British PM Theresa May has announced that the UK will expel 23 Russian diplomats after Moscow refused to explain how a Russian-made nerve agent was used on former spy Sergei Skripal in Salisbury.
She said the diplomats, who have a week to leave, were identified as “undeclared intelligence officers”.
Theresa May also revoked an invitation to Russia’s foreign minister, and said the Royal Family would not attend the FIFA World Cup in Russia later this year.
Moscow denies attempted murder and says it will respond appropriately.
Addressing the UN Security Council, the UK said Russia had used “a weapon so horrific that it is banned in war”.
UK’s deputy UN ambassador, Jonathan Allen, accused Russia of breaking its obligations under the Convention on the Prohibition of Chemical Weapons.
He said he had heard the threats from Russia but that the UK would not be deterred.
In response Russia’s ambassador to the UN, Vasily Nebenzya, denied his country’s involvement in the attack and demanded “material proof” from Britain to support its charge.
The US ambassador Nikki Haley said Washington stood in “absolute solidarity” with the UK, citing the “special relationship” between the two countries.
The mass expulsion is the largest since 31 were ordered out in 1985 after double agent Oleg Gordievsky defected.
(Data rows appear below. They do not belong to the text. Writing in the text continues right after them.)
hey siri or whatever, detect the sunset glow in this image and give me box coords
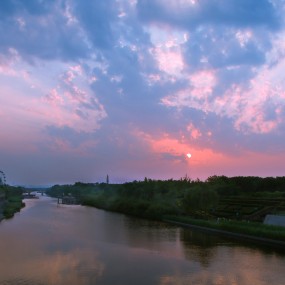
[1,0,285,185]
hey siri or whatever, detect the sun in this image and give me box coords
[186,153,192,158]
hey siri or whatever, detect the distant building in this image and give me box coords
[58,195,78,205]
[264,215,285,227]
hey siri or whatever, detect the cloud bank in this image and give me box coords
[0,0,285,184]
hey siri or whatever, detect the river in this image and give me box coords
[0,195,284,285]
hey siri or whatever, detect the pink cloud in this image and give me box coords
[0,58,107,157]
[0,92,44,153]
[157,0,198,12]
[189,70,217,99]
[44,88,64,105]
[134,129,224,167]
[143,73,162,86]
[162,62,285,134]
[148,26,187,78]
[132,129,285,180]
[0,60,16,76]
[110,75,123,83]
[190,70,216,87]
[42,64,107,133]
[187,123,202,139]
[62,65,83,84]
[161,69,217,111]
[42,89,106,133]
[231,71,285,133]
[0,48,21,76]
[150,46,184,76]
[235,29,253,47]
[45,137,98,155]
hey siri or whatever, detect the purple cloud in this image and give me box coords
[1,0,285,185]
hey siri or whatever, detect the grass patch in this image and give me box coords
[3,195,25,219]
[164,215,285,242]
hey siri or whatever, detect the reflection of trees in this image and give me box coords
[180,228,221,268]
[180,227,285,268]
[122,216,179,251]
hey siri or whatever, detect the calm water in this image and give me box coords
[0,196,285,285]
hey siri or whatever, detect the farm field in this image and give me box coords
[214,197,285,222]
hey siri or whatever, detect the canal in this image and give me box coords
[0,195,284,285]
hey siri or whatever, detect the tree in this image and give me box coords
[106,174,109,184]
[182,184,219,213]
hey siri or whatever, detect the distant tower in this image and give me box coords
[106,174,109,184]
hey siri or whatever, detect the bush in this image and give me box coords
[183,185,219,213]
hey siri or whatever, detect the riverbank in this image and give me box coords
[80,197,285,246]
[163,215,285,247]
[46,179,285,247]
[2,195,285,285]
[0,186,25,220]
[80,204,285,248]
[2,196,25,219]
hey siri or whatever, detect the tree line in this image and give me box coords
[47,175,285,220]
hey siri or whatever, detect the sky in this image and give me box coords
[1,0,285,185]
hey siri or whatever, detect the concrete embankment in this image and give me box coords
[164,219,285,249]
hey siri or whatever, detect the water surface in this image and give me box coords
[0,196,284,285]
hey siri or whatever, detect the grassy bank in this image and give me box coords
[47,177,285,244]
[3,196,25,219]
[83,193,285,243]
[164,215,285,242]
[81,191,179,219]
[1,186,25,219]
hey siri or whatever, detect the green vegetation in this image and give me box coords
[48,179,190,219]
[164,215,285,242]
[0,186,25,219]
[47,175,285,242]
[183,184,219,213]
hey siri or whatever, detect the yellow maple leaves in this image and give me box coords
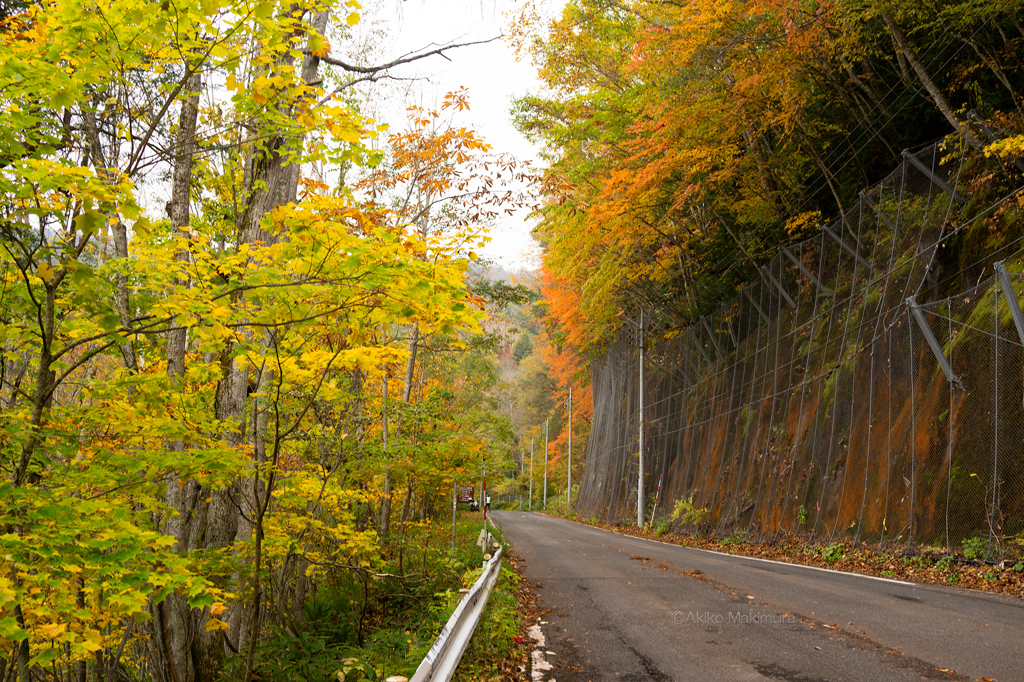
[38,622,68,640]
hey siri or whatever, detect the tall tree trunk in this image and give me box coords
[396,326,420,527]
[881,12,983,150]
[400,480,415,525]
[14,605,28,682]
[240,9,330,244]
[149,69,204,682]
[964,37,1018,103]
[742,128,790,219]
[379,371,392,539]
[12,279,56,488]
[109,217,139,371]
[167,72,201,379]
[380,323,421,538]
[795,119,854,238]
[403,326,419,403]
[229,8,333,668]
[81,105,139,372]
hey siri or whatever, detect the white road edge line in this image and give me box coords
[536,513,917,587]
[527,622,553,682]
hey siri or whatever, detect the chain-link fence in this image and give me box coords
[575,141,1024,553]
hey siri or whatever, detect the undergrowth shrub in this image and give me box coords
[223,513,511,681]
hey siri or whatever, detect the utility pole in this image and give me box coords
[451,478,457,549]
[638,308,645,528]
[567,386,573,505]
[529,438,534,512]
[543,418,549,509]
[519,451,523,511]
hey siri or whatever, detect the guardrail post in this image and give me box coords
[409,548,504,682]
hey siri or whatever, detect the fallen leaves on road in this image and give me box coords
[550,515,1024,600]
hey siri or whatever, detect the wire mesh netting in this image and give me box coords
[576,142,1024,552]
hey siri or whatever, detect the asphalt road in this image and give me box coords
[492,511,1024,682]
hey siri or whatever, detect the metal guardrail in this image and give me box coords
[408,546,504,682]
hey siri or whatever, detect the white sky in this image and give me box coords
[366,0,565,271]
[132,2,562,272]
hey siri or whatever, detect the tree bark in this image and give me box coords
[881,12,983,150]
[240,9,330,244]
[14,604,28,682]
[12,278,56,488]
[964,37,1018,103]
[379,370,392,539]
[400,480,415,525]
[229,7,334,667]
[167,72,201,379]
[379,322,421,538]
[403,326,419,403]
[146,69,205,682]
[80,105,139,372]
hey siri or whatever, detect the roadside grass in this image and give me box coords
[227,510,526,681]
[452,533,531,681]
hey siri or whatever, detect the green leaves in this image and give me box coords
[0,483,227,653]
[73,210,105,237]
[0,0,511,676]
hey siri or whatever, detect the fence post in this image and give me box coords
[638,309,645,528]
[945,298,953,549]
[858,190,897,234]
[543,419,549,510]
[700,315,720,355]
[743,286,770,323]
[901,149,966,205]
[567,385,573,506]
[995,261,1024,346]
[991,287,1000,554]
[824,223,874,271]
[968,110,1024,173]
[782,246,833,296]
[761,264,797,310]
[906,297,958,383]
[908,308,917,547]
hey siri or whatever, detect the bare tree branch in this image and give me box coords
[316,35,499,75]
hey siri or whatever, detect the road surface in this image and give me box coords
[492,511,1024,681]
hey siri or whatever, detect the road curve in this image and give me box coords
[492,511,1024,682]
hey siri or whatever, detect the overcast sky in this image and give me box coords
[367,0,565,271]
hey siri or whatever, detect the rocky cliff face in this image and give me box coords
[577,143,1024,548]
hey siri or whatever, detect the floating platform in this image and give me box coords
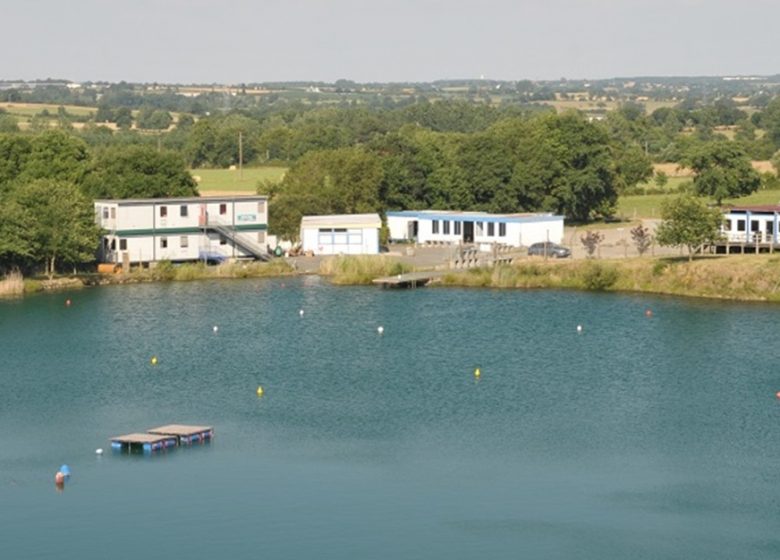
[110,433,178,454]
[147,424,214,445]
[372,271,444,288]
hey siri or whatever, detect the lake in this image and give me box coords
[1,278,780,559]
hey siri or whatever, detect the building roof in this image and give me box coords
[726,205,780,214]
[300,213,381,229]
[94,195,267,205]
[386,210,563,224]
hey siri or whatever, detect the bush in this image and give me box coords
[581,262,618,290]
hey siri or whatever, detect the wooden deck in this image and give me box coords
[147,424,214,444]
[372,271,445,288]
[110,433,178,453]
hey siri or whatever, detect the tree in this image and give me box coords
[682,141,760,205]
[655,195,723,261]
[630,224,653,256]
[654,170,668,188]
[5,180,101,277]
[269,147,383,240]
[580,230,604,258]
[81,145,198,199]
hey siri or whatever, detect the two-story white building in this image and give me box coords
[386,210,564,248]
[95,195,269,264]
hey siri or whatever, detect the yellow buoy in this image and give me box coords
[474,367,481,379]
[256,386,264,397]
[150,356,158,366]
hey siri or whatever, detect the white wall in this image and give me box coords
[396,215,564,247]
[301,227,379,255]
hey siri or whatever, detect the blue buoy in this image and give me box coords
[59,464,71,478]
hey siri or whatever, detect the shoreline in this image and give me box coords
[5,254,780,304]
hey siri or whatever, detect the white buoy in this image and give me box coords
[377,326,384,335]
[576,324,583,333]
[95,448,103,455]
[213,325,219,333]
[299,309,304,317]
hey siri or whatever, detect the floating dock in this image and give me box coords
[372,271,444,288]
[110,433,178,454]
[147,424,214,445]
Former spy Sergei Skripal, 66, and his daughter, Yulia Skripal, 33, remain critically ill in hospital after being found slumped on a bench on March 4.
Russia refused to meet Theresa May’s midnight deadline to co-operate in the case, prompting her to announce a series of measures intended to send a “clear message” to Russia: expelling 23 diplomats; increasing checks on private flights, customs and freight; freezing Russian state assets where there is evidence they may be used to threaten the life or property of UK nationals or residents; ministers and the Royal Family boycotting the FIFA World Cup in Russia later this year; suspending all planned high-level bilateral contacts between the UK and Russia and planning to consider new laws to increase defenses against “hostile state activity”.